Shockingly when the retail figures for the March quarter of this year came out, it showed what anyone who lives in the real world knew – that people were actually chasing bargains at the end of the year. Because in the March quarter, retail trade was flat – it didn’t increase at all in volume terms. ie we didn’t buy more stuff in January, February and March than we did in the last three months of 2024.  That is not only unusual it is a very bad sign for the economy. It revealed that there was no “genuine improvement”, and the RBA instead should have cut rates in April because (breaking news) households were still struggling!

One way we can show this is to look at the total amount of stuff we buy in shops.

Because of population growth and rises in real wages we should buy more than we used to, and the amount we buy should increase at a nice rate.

But right now it is not rising, and worse the total amount of stuff we are buying is much less than is expected given the pre-pandemic trend.

We came out of the lockdowns of the pandemic, and not surprisingly we went shopping. And you can understand the RBA raising interest rates because the amount we were buying was pretty big.

The problem though is the RBA kept raising rates even as we all stopped shopping in a big way. It kept raising rates even when we were buying less stuff than was expected.

Not cutting rates in April was a massive misread of the economy by the RBA.

The market is predicting a cut in interest rates, but should the RBA cut?

Matt Grudnoff
Senior Economist

The answer to this is an emphatic yes. Not only should they cut, but if they were doing their job, they would have already cut multiple times.

The main reason they haven’t is because of their weird obsession with the idea that low unemployment might set off a spike in wages that could drive more inflation.

The RBA believes that Australia’s unemployment rate of 4.1% means we might be experiencing a shortage of workers. Any increase in demand (caused by a decrease in interest rates) could mean that in order to get workers, businesses might be forced to pay them more. The rise in wages would then ‘force’ businesses increasing prices.
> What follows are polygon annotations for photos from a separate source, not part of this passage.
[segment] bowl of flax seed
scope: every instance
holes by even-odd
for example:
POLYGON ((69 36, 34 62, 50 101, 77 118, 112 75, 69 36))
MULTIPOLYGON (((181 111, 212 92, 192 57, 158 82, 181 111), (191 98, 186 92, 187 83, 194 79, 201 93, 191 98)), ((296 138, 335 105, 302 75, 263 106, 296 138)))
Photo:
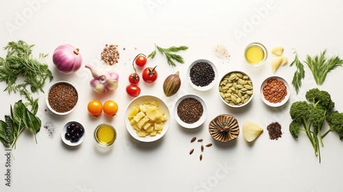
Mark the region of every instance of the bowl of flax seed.
POLYGON ((204 100, 196 95, 186 95, 175 104, 174 116, 178 123, 188 129, 200 126, 207 117, 207 108, 204 100))
POLYGON ((50 86, 46 93, 47 106, 54 114, 65 115, 71 113, 76 107, 78 91, 70 82, 56 82, 50 86))

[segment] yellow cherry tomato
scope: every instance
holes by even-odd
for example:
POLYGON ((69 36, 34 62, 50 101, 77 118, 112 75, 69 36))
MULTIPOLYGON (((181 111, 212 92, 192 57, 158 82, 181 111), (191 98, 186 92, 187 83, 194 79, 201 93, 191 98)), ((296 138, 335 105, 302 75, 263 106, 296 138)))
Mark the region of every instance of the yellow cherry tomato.
POLYGON ((87 109, 91 115, 99 116, 102 112, 102 104, 97 99, 92 99, 88 103, 87 109))
POLYGON ((118 105, 113 100, 108 100, 104 104, 104 112, 106 115, 111 117, 117 115, 118 105))

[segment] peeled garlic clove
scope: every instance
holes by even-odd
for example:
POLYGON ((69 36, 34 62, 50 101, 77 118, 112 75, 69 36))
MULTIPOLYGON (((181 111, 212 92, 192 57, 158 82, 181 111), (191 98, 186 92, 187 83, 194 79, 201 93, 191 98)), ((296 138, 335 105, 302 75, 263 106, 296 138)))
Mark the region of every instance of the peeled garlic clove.
POLYGON ((282 53, 283 52, 283 47, 275 47, 272 49, 272 53, 274 54, 276 56, 281 56, 282 53))
POLYGON ((285 56, 282 57, 281 65, 285 65, 288 62, 288 58, 285 56))
POLYGON ((273 70, 273 72, 275 72, 275 71, 276 71, 279 67, 281 64, 282 58, 282 56, 277 56, 272 60, 272 69, 273 70))
POLYGON ((243 124, 243 135, 248 142, 255 140, 263 130, 257 123, 247 121, 243 124))

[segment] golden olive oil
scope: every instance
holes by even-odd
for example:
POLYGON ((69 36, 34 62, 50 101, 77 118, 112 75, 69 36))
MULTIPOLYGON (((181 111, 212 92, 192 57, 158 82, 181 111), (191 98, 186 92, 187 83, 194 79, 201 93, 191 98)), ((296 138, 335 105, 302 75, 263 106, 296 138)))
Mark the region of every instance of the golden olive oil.
POLYGON ((251 64, 259 64, 265 59, 266 52, 257 44, 251 44, 246 49, 246 60, 251 64))
POLYGON ((94 136, 100 145, 109 146, 113 143, 117 135, 115 128, 111 125, 103 123, 95 129, 94 136))

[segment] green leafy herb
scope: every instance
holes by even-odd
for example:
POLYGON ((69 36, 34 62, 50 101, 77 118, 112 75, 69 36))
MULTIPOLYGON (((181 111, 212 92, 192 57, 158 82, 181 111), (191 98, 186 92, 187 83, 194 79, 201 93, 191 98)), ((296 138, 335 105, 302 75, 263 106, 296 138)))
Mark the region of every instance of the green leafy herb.
POLYGON ((300 131, 306 132, 314 147, 314 154, 319 157, 320 163, 320 147, 324 146, 322 139, 325 135, 334 130, 338 133, 340 139, 343 139, 343 127, 338 125, 343 122, 343 114, 335 112, 331 115, 335 103, 330 94, 325 91, 316 88, 310 89, 306 92, 305 97, 307 101, 295 101, 291 105, 289 115, 292 121, 289 124, 289 132, 296 139, 300 131), (322 134, 325 120, 330 125, 330 129, 322 134))
POLYGON ((47 54, 40 53, 38 59, 32 56, 32 47, 23 40, 9 42, 4 47, 7 50, 5 58, 0 57, 0 82, 5 82, 7 87, 5 91, 8 93, 19 92, 25 96, 32 106, 32 111, 36 114, 38 99, 33 99, 28 91, 28 86, 32 93, 44 92, 43 88, 45 81, 54 79, 48 65, 40 63, 38 59, 47 56, 47 54), (24 77, 24 82, 17 84, 19 77, 24 77))
POLYGON ((15 103, 13 108, 11 106, 10 110, 11 115, 5 115, 5 121, 0 120, 0 141, 7 147, 15 147, 19 134, 27 128, 33 132, 37 143, 36 134, 42 125, 40 119, 21 100, 15 103))
POLYGON ((299 89, 301 87, 301 80, 305 77, 305 69, 304 65, 299 60, 298 53, 295 49, 294 53, 296 56, 294 58, 294 60, 293 60, 293 62, 289 64, 289 67, 292 67, 294 64, 296 67, 296 71, 294 72, 293 80, 292 80, 292 84, 296 89, 296 94, 298 94, 299 89))
POLYGON ((327 50, 324 49, 319 56, 317 55, 314 57, 307 56, 305 62, 312 71, 314 80, 318 85, 322 84, 330 71, 343 64, 343 60, 338 56, 333 56, 329 60, 327 59, 325 57, 326 53, 327 50))
POLYGON ((147 58, 154 58, 156 56, 156 49, 158 50, 160 53, 162 54, 165 54, 165 57, 167 58, 167 62, 168 62, 168 64, 172 67, 176 67, 176 64, 174 62, 179 62, 181 64, 185 63, 185 60, 183 60, 183 58, 180 56, 175 54, 174 53, 180 51, 185 51, 188 49, 188 47, 181 45, 180 47, 170 47, 169 48, 162 48, 157 45, 155 44, 155 49, 147 56, 147 58))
To be clear there is zero real world evidence that this is even a remote chance of happening. Unemployment has not been higher than 4.2% for over 3 years and there has been no wages outbreak.

In fact, unemployment has been as low as 3.5% with no massive increase in wages.

The reality is that workers lack the bargaining power to demand higher wages. But this weird obsession the RBA has is why people with mortgages are paying more than they really need to.